Drogues: un journal au service de la réduction des risques

GENEVE • «Première ligne», édité par l’association éponyme, paraîtra trois fois par an et sera plus largement diffusé.

«Première Ligne» succède à Quoi de neuf au Quai 9?. L’association genevoise de réduction des risques liés aux drogues, qui gère notamment le local d’injection situé derrière la gare Cornavin, s’offre une nouvelle publication. Format berlinois, quatre pages, le journal «s’adresse à un public plus large dans le but de promouvoir une information plus claire sur le vécu quotidien des usagers de drogues et sur des actions qui interrogent et interpellent beaucoup la population», écrit Christophe Mani, directeur de l’association, dans l’éditorial du premier numéro.

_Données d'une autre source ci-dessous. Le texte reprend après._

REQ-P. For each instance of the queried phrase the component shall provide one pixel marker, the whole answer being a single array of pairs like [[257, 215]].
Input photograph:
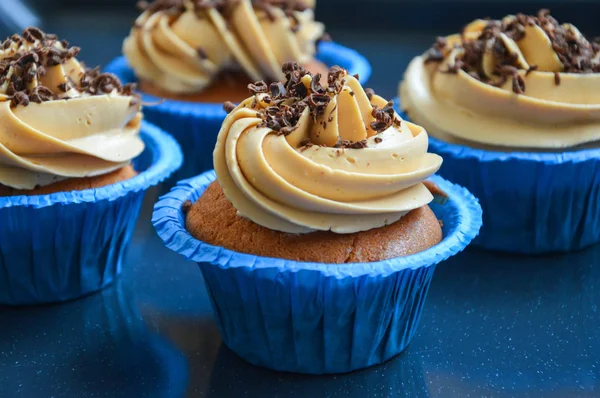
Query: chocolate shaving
[[20, 98], [576, 54], [288, 101], [436, 52], [202, 53], [25, 64], [186, 206], [532, 68], [258, 88], [384, 117], [351, 144], [228, 106]]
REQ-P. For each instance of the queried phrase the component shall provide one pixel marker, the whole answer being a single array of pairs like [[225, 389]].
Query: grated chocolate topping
[[575, 52], [288, 100], [27, 57], [177, 7]]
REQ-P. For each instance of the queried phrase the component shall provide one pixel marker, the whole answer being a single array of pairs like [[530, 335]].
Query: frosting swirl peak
[[59, 119], [181, 45], [523, 81], [298, 157]]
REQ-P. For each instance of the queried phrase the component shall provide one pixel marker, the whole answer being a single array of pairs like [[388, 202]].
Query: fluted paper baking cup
[[65, 245], [533, 202], [196, 125], [312, 317]]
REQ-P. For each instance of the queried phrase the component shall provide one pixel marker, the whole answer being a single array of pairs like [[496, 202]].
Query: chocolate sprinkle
[[228, 106], [186, 206], [576, 54], [24, 65], [258, 88], [288, 101]]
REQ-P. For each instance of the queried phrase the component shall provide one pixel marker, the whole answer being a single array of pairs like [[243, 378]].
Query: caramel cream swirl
[[58, 119], [297, 157], [523, 82], [181, 45]]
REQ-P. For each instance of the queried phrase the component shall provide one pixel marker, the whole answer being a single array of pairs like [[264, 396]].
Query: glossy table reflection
[[493, 325]]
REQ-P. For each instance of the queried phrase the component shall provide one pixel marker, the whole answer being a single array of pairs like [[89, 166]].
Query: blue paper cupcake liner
[[196, 125], [310, 317], [533, 202], [65, 245]]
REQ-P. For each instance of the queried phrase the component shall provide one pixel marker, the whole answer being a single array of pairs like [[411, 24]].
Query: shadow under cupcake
[[75, 161], [316, 234]]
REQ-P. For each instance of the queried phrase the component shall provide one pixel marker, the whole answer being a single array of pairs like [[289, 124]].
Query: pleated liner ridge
[[196, 125], [310, 317], [533, 202], [65, 245]]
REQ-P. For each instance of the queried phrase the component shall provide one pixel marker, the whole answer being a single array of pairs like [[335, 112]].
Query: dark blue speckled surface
[[494, 325]]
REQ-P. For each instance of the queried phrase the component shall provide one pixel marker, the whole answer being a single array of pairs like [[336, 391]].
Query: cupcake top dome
[[298, 157], [523, 81], [181, 45], [60, 119]]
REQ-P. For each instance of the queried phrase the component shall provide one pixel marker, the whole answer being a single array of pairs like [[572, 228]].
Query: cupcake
[[195, 55], [75, 160], [513, 106], [316, 234]]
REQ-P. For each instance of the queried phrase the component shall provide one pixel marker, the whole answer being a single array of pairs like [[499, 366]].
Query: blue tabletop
[[493, 325]]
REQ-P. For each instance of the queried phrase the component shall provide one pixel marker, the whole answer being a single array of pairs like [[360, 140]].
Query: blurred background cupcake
[[316, 234], [75, 160], [199, 54], [514, 106]]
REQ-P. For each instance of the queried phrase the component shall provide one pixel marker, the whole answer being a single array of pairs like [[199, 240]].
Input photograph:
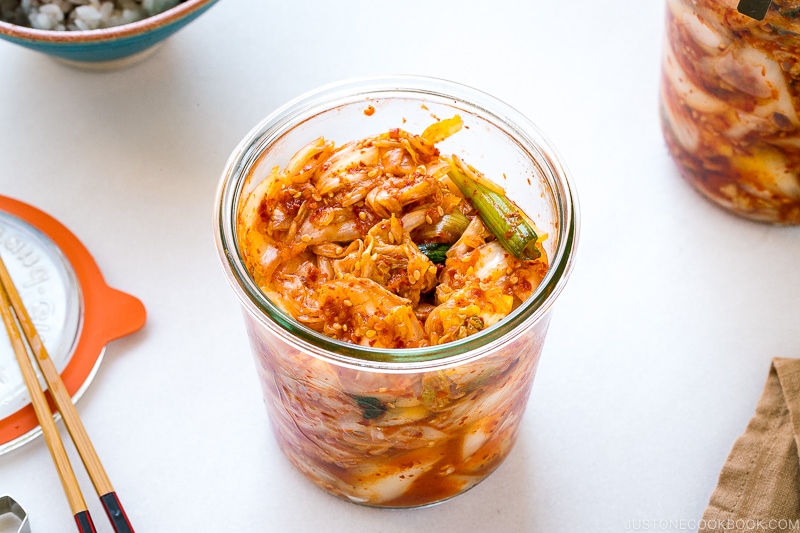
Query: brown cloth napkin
[[759, 485]]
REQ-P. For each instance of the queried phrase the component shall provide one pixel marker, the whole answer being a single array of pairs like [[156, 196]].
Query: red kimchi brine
[[729, 105], [396, 298]]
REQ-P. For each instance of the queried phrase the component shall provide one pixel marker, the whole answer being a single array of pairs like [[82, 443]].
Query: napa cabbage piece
[[385, 242]]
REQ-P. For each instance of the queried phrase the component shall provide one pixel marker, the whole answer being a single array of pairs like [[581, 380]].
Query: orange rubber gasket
[[108, 314]]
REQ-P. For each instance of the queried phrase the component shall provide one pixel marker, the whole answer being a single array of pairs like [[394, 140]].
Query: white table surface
[[658, 350]]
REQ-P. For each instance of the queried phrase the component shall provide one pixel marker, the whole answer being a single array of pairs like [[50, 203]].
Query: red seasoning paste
[[385, 242]]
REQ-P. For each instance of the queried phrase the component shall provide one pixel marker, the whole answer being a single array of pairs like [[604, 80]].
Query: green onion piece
[[447, 229], [513, 229], [436, 252]]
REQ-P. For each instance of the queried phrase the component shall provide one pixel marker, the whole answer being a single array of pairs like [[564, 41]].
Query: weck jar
[[729, 104], [400, 427]]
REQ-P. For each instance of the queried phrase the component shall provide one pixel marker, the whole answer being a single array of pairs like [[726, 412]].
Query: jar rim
[[328, 97]]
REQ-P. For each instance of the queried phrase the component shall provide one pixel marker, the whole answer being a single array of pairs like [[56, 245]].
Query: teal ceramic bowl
[[108, 47]]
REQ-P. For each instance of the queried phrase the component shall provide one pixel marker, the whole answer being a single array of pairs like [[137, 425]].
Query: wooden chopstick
[[71, 488], [58, 391]]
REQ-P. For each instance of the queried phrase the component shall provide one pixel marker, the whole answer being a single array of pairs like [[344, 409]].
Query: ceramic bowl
[[108, 47]]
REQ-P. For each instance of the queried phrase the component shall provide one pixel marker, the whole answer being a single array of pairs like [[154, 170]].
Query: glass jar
[[729, 100], [400, 427]]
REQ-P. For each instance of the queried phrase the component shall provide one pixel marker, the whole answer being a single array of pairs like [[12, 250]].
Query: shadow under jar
[[729, 101], [403, 427]]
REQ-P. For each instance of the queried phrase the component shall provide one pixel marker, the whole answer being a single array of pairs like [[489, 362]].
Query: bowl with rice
[[96, 33]]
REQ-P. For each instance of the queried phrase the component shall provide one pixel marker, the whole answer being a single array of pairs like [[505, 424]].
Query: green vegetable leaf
[[436, 252]]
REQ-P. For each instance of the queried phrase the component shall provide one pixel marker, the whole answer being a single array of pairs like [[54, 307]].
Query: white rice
[[61, 15]]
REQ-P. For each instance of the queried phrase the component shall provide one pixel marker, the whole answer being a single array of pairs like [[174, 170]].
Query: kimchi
[[729, 104]]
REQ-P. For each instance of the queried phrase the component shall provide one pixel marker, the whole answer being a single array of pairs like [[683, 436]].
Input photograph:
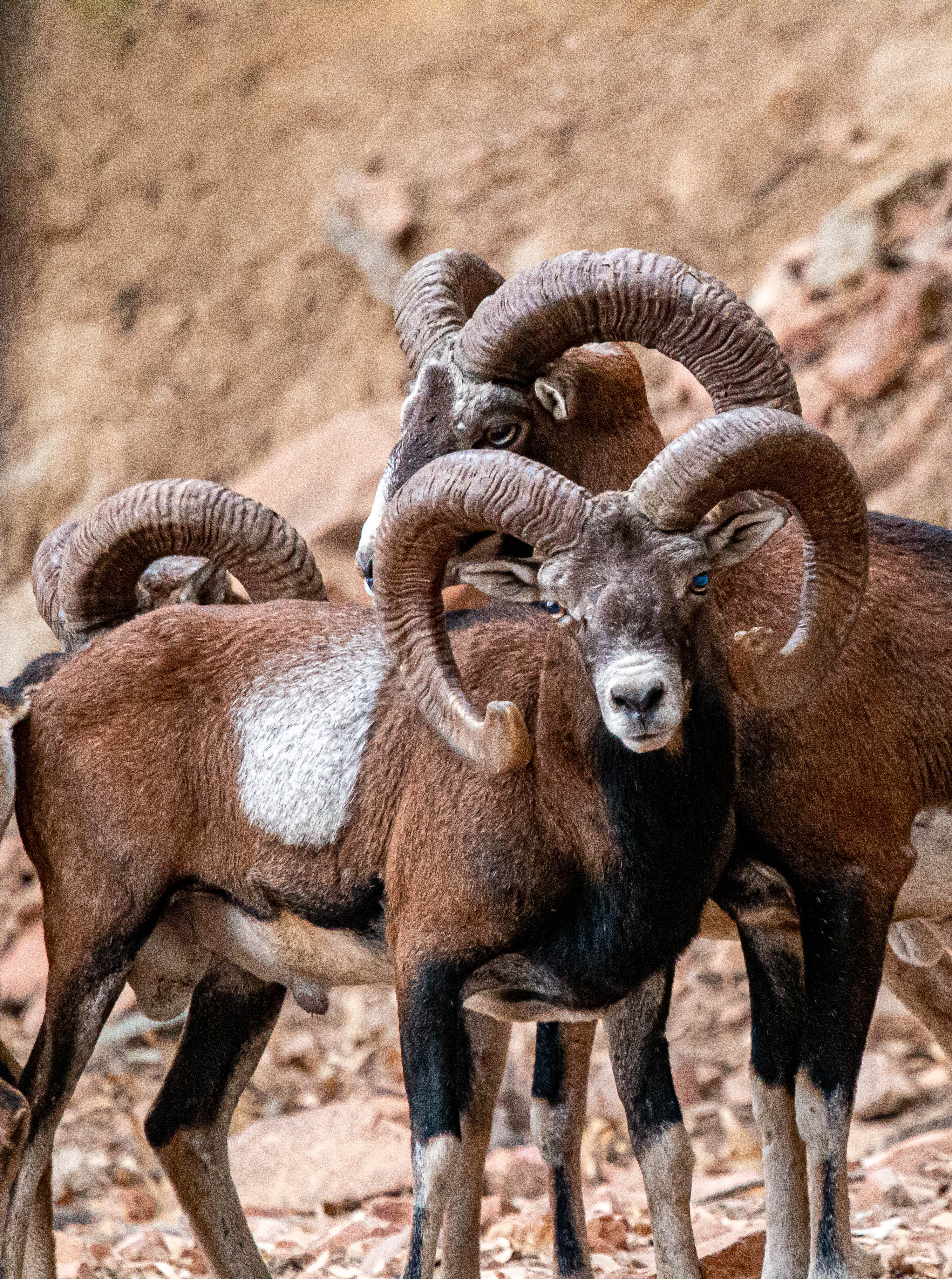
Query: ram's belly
[[287, 949], [514, 989]]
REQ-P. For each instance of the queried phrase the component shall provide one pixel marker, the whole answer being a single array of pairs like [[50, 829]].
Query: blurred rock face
[[204, 205]]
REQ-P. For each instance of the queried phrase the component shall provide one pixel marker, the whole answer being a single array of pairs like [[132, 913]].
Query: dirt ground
[[177, 297], [117, 1214]]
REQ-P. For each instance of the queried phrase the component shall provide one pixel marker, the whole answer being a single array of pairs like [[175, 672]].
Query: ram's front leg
[[429, 1004], [844, 926], [774, 959], [559, 1097], [639, 1056], [482, 1060]]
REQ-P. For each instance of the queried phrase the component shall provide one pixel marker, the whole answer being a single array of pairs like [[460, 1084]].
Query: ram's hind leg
[[14, 1122], [14, 1126], [77, 1006], [559, 1097], [427, 997], [639, 1054], [775, 966], [483, 1047], [228, 1026], [844, 924]]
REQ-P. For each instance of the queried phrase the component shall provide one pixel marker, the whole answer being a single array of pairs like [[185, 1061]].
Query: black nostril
[[639, 705], [650, 700]]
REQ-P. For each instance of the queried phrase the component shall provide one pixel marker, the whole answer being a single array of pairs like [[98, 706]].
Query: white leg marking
[[436, 1170], [667, 1168], [302, 735], [788, 1254], [825, 1127]]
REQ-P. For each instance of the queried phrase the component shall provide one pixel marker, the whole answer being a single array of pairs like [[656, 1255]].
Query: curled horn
[[435, 300], [48, 566], [107, 554], [766, 449], [628, 296], [463, 493]]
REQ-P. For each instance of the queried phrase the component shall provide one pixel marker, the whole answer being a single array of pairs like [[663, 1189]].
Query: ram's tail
[[14, 706]]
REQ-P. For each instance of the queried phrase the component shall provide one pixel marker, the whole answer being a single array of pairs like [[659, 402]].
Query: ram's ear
[[517, 580], [556, 393], [736, 537]]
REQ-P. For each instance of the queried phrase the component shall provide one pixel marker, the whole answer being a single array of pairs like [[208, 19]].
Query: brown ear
[[736, 537], [556, 393], [517, 580]]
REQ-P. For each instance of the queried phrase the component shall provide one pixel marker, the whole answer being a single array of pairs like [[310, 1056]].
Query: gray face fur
[[635, 600]]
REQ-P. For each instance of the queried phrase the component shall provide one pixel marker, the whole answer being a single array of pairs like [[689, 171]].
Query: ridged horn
[[48, 566], [435, 300], [628, 296], [462, 493], [767, 449], [107, 554]]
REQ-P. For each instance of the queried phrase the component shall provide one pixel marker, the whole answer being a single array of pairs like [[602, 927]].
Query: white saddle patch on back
[[302, 736]]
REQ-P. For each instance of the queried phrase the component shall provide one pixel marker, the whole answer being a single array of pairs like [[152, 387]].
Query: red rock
[[519, 1171], [336, 1154], [23, 969], [325, 480], [494, 1208], [380, 204], [735, 1259], [389, 1208], [803, 327], [607, 1233], [817, 397], [324, 483], [903, 440], [138, 1205], [880, 342]]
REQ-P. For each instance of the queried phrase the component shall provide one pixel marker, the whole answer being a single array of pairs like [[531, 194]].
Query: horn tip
[[506, 744]]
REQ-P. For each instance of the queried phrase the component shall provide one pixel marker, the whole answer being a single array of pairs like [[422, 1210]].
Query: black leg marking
[[844, 926], [639, 1054], [559, 1091], [229, 1024], [482, 1060], [430, 1022]]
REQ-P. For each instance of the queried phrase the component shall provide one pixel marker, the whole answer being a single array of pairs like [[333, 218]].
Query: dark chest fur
[[671, 820]]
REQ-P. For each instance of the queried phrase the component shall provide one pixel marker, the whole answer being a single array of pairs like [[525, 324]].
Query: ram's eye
[[501, 437]]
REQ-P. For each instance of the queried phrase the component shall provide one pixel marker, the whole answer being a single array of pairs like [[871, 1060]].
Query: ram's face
[[635, 599], [445, 412], [637, 603]]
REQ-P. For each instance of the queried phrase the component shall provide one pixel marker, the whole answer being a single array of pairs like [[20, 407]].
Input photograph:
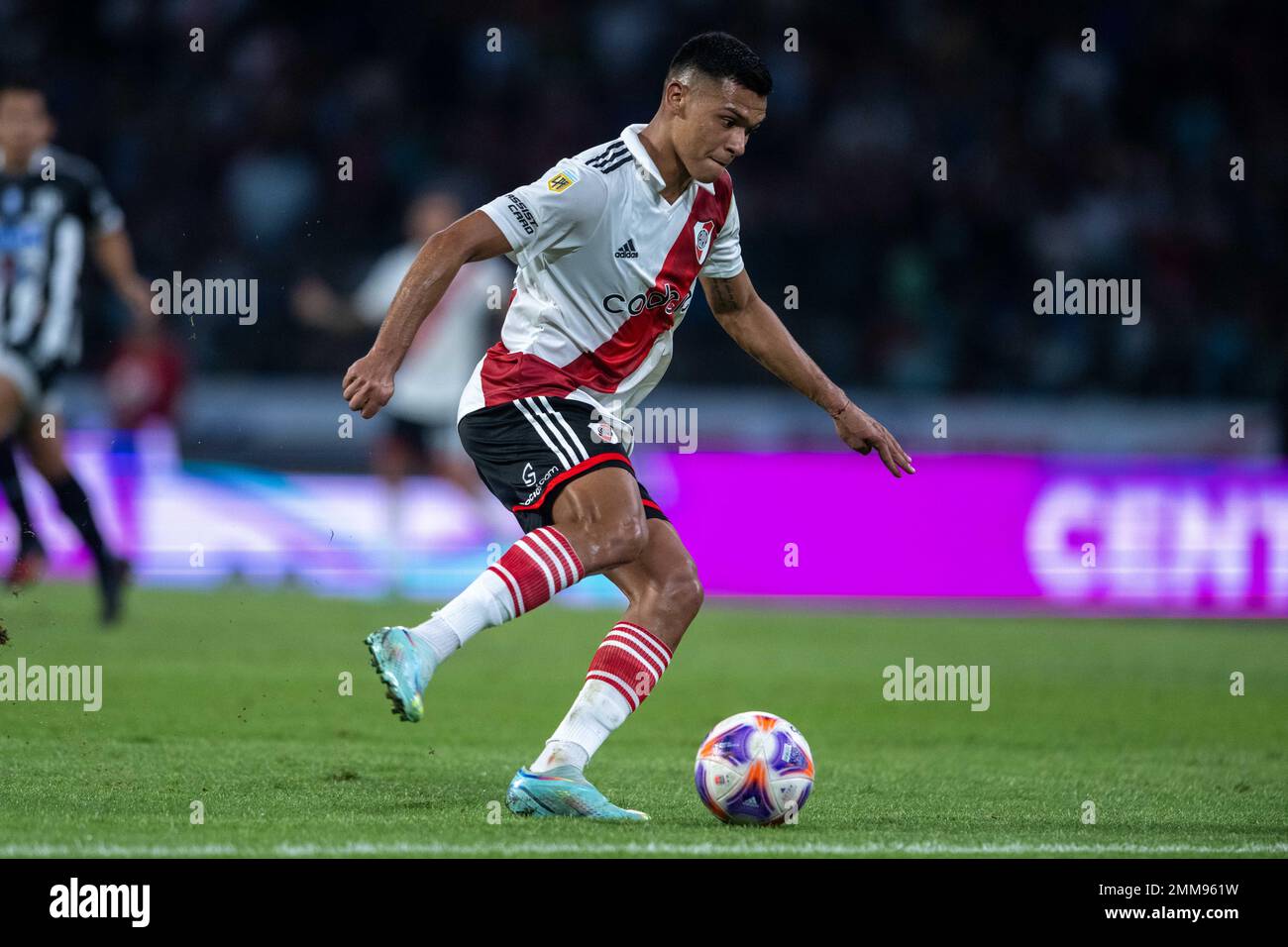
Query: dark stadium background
[[1113, 162]]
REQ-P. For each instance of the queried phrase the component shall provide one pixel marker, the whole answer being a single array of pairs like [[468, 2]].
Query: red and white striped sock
[[527, 575], [625, 669]]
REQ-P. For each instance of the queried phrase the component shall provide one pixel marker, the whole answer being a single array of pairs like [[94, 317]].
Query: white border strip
[[304, 849]]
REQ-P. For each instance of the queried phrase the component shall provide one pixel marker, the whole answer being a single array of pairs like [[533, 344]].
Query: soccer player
[[52, 206], [608, 245]]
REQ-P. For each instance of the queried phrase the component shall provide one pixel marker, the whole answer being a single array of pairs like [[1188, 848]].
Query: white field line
[[627, 848]]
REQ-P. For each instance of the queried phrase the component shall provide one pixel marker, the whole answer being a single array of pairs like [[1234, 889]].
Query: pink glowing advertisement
[[1179, 538]]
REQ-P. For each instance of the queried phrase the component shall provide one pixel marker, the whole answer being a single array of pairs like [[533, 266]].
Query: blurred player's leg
[[29, 562], [47, 457]]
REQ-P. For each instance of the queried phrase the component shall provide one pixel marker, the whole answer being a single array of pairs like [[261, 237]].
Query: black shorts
[[531, 449]]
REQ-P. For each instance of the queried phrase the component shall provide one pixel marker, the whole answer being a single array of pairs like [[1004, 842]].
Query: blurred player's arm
[[115, 258], [370, 381], [760, 333]]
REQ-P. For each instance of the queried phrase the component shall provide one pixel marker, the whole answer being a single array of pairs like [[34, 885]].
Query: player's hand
[[369, 385], [864, 433], [137, 294]]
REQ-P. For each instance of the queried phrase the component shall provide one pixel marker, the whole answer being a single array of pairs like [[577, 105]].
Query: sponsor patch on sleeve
[[563, 180]]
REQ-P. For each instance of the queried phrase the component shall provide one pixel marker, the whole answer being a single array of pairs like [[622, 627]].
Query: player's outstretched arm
[[370, 381], [115, 258], [760, 333]]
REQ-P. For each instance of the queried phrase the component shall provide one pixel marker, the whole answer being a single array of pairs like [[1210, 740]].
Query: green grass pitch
[[233, 698]]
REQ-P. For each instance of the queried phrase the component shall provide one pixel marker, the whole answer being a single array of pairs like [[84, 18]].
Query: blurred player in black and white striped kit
[[53, 208]]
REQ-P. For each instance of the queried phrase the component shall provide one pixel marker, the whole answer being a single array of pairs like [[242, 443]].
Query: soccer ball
[[754, 768]]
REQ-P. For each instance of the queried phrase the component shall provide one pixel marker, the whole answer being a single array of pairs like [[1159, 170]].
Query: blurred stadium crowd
[[1113, 163]]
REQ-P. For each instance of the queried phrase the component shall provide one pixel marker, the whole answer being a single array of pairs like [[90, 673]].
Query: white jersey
[[605, 272]]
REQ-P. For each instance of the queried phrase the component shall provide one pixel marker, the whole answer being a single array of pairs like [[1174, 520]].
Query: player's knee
[[682, 590], [626, 539]]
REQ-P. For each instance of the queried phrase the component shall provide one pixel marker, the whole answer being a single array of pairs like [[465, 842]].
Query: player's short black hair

Tiré à 5000 exemplaires, Première ligne paraîtra trois fois par an et dispose d’un budget de 19000 francs.

Pour tenir le rythme et élargir le débat, l’association a engagé un journaliste, Xavier Pellegrini, chargé de coordonner le travail. Ce dernier anime également un atelier d’écriture destiné aux usagers du Quai9. Leurs témoignages et leurs opinions constituent en effet l’un des axes du journal. Quelques familiers du local d’injection participent également à sa fabrication et à sa distribution auprès des habitants et commerçants du quartier des Grottes. Mais, contrairement à Quoi de neuf au Quai9?, qui était plus particulièrement destiné à informer et rassurer les voisins directs, cette publication est également diffusée plus largement par le biais d’institutions partenaires, de médecins spécialistes de l’addiction ou lors d’interventions ponctuelles.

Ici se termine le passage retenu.